The voice generation was done with chatterbox TTS; for this, it took 5-6 takes for every one that I kept. Chatterbox TTS bills itself as expressive, but it was hard to direct emphasis in the right places, with longer pieces of dialog having more uneven performance. I ended up going with sentence-level generation as this was more consistent and was more likely to lead to a performance I could use. 

Once I had audio I could use, I then created a quick animatic – that is, I simply have the storyboard frames in sequence with the audio already cut together. Critically, this audio and the timing forms the backbone for the edit – generated video will be cut against it.

Animatic to video

Next was replacing the animatic with movie scenes and generated footage. This required creating videos for panels two and three and then using these alongside footage from the original film to create a video based on the storyboard.

There are models like LTX2 that offer the ability to create both video and audio together but: it wasn’t a good choice. An obvious reason is that the timing and audio was already generated, but another is joint generation of video and audio is a bad UX for working with video on a nonlinear video editing timeline.

It’s difficult to get consistent audio (i.e. voices) between scenes, and a common artifact is that background music and even room tone is baked into the audio. Moreover, if you don’t suggest a video duration that is close to the length of the spoken dialog, you end up with strange generation artifacts.

The video generation for each shot was run through InfiniteTalk with an image of the first frame of the scene and the dialog. This proved surprising – the lip and mouth movement of the shark was very humanlike which was uncanny and unsettling. This is when I remembered – in the movie, the shark is actually Bruce, a fiberglass and wire confection of a model with a very rigid jaw. Once I adjusted the prompt to ask for a more rigid movement in the mouth, it read as more consistent.

I’d argue that consistency – picking up on deeply implied offscreen context and bringing it into the generation – is something that ML models may never catch up on.
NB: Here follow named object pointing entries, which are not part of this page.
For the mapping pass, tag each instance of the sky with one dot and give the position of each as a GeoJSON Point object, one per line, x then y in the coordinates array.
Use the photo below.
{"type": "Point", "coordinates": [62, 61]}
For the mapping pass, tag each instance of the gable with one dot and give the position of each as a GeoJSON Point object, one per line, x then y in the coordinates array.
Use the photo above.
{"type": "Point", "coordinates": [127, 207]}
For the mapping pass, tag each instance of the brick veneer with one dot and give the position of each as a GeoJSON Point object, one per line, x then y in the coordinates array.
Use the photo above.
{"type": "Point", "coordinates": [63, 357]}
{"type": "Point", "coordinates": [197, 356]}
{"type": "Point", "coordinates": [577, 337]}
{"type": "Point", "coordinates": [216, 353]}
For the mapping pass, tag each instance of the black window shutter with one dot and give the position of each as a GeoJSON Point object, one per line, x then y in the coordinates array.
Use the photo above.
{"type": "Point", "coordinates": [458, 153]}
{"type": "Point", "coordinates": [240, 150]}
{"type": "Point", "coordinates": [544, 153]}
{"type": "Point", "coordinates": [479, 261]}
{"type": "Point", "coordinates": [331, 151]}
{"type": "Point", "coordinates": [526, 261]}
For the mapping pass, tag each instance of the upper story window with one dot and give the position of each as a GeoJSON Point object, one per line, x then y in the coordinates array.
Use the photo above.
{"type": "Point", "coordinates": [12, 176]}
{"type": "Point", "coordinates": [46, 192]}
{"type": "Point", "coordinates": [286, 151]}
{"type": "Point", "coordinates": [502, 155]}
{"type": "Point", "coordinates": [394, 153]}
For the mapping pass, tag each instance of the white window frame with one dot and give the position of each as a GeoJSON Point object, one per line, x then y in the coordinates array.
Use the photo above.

It’s another UX affordance that’s decoupled from model capabilities that takes a human being with taste and discretion to bridge.

Finishing the work

I wasn’t surprised the literal conversion of the storyboard into a video was far from complete. We’ll be touching on this in-depth soon, but the translation of an idea from script to storyboard to screen is not a straightforward process. While the core idea must remain, the actual timeline edit needs revising to read correctly for the medium and context..

In this case – direct translation of the storyboard to screen – led to a low quality result. There were issues with the production itself; in the generated clips the audio didn’t continue the background music or the noises of the sea and boats, which was jarring.

The edit itself didn’t follow many of the filmmaking tropes that are the bread and butter of storytelling in video. The shark suddenly shows up with no explanation of how it got there; the one-sided back and forth still needed to follow the 180 degree rule. Moreover the pacing was completely off – it was rushed, and shots lingered too long on the shark or the intrepid sailors.

I had a go at fixing this, mostly in the edit itself. It also just felt right that if the shark was talking, he had to be on-screen, so I generated extra footage of him talking for the last panel. The end result is still rushed and not completely final, but it’s enough to once again demonstrate that taste (of which I have trace amounts) and discretion (of which I have enough) is needed to complete a creative task.

Closing thoughts

Human-in-the loop authoring for video isn’t going anywhere due to fundamental flaws in how generative AI works. The inability to work incrementally, infer hidden context or understand emphasis will leave it with utility tool status instead of a one-and-done for a while longer at least.

The idea of ‘one shot’ completion of creative tasks using generative AI has been consistently difficult to achieve in a general way. It looks like model capability improvements will continue apace, but significant UX friction and the ‘slot machine’ nature of generation means it will continue to be a challenge to use as part of intentional filmmaking.

I’d be welcome to hear your thoughts on this.